What would cause my power block on an Aeisto Craft Mikado to wobble as it goes down the track. Two of mine do not the third one which by the way is a new replacement block wobbles from side to side. All the wheels seem to be quarter quite well. Please advise how I can eliminate this.


----------



## Jerry Barnes (Jan 2, 2008)

Might check the gauge, they are usually out of gauge.


----------



## Greg Elmassian (Jan 3, 2008)

Also, it could have been misassembled in the factory, put it on it's back. One of the 4 wheel pairs should be rigid, i.e. will not twist from side to side. 

Let us know what you find out. Check my site or use an aristo gauge on the wheelsets. 

Regards, Greg


----------



## Nicholas Savatgy (Dec 17, 2008)

*OOOOOOOOO No not again, this just cant happen, with a NEW motor block none the less............................... i would double check the quartering just to make sure







*


----------



## Greg Elmassian (Jan 3, 2008)

The wobble is normally too many "loose" gearboxes... there should be a thick neoprene pad between one gearbox and the housing inside. If you remove it, there is nothing to re-center the loco gearboxes and the loco will tilt to one side or the other. This has been observed in the diesels also. 

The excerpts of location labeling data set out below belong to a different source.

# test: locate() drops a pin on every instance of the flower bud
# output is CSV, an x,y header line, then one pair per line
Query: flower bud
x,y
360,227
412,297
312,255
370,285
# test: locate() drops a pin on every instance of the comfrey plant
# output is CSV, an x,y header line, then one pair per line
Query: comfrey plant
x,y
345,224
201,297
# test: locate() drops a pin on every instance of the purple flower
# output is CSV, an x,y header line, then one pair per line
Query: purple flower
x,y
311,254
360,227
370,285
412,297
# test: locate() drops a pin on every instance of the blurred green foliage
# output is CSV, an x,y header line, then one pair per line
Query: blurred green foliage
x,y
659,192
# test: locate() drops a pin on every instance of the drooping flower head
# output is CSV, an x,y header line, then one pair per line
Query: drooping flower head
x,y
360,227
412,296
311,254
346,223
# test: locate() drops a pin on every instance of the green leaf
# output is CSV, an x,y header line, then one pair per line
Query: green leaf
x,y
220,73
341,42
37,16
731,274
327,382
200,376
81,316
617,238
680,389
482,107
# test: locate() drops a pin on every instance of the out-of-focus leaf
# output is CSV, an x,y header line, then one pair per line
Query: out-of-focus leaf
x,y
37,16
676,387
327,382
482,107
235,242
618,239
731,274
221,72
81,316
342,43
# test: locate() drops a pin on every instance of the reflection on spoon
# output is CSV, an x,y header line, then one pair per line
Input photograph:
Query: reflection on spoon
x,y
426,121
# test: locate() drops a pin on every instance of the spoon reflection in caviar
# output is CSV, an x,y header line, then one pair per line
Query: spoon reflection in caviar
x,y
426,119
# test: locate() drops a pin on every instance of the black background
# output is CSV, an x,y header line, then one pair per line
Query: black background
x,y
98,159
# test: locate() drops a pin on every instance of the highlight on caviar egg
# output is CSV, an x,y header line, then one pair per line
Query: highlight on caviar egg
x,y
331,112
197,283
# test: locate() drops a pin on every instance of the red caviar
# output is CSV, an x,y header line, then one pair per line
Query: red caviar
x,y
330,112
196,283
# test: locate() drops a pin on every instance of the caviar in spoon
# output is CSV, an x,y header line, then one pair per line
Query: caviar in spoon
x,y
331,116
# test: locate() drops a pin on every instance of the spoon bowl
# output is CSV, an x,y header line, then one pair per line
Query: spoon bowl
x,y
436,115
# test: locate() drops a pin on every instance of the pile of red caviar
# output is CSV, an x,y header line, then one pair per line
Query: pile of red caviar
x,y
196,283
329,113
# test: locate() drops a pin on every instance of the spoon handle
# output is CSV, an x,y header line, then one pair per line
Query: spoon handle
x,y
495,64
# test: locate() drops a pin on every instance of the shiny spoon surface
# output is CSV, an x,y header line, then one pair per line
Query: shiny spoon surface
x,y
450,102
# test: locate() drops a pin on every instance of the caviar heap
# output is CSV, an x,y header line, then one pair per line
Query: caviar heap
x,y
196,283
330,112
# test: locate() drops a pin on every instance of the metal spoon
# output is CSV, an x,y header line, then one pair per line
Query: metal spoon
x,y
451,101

Aristo locos are almost always too narrow on the back to back, and thus the gauge. This actually gives too much play between the rails. If the unusual has happened, and the wheel spacing is too wide, then it can "Walk up out of the rails". I have a loco that does that, but it's because I set the proper back to back. The excessive flange thickness caused too wide of a gauge on the wheelsets. 

Measure and observe and we will see. 

Regards, Greg


----------



## Schlosser (Jan 2, 2008)

I built an HO 0-6-0 (Roundhouse) from a kit back in 1950. It had a worm, with no end bearing, powering a worm gear on one of the axles. It wobbled nicely down the track at slow speed, just as a switcher on unlevel track would do in a yard. Looked great. 

I always thought that one or more of the drive wheels were out of round compared to the axle it was on and made no attempt to 'improve' it. 

Most slow lumbering locos I saw on uneven track couldn't help 'wobbling'. 

Art


----------



## Greg Elmassian (Jan 3, 2008)

There are specific problems with Aristo locos, and this problem has been seen many times. It's documented in a fair number of places including the Aristo site. 

Regards, Greg


----------



## Torby (Jan 2, 2008)

My little 0-4-0's will get a nice waddle whenever one of the axels slips a tooth. Happens easily in a derailment.


----------



## aceinspp (Jan 2, 2008)

If your not into repairing I'd send it back to AC. You can send just the brick if you know how to remove. Later RJD


----------



## itsmcgee (Jan 4, 2008)

Thanks RJD that is the best plan I have heard yet as I have tried the easy fixes with no results.


----------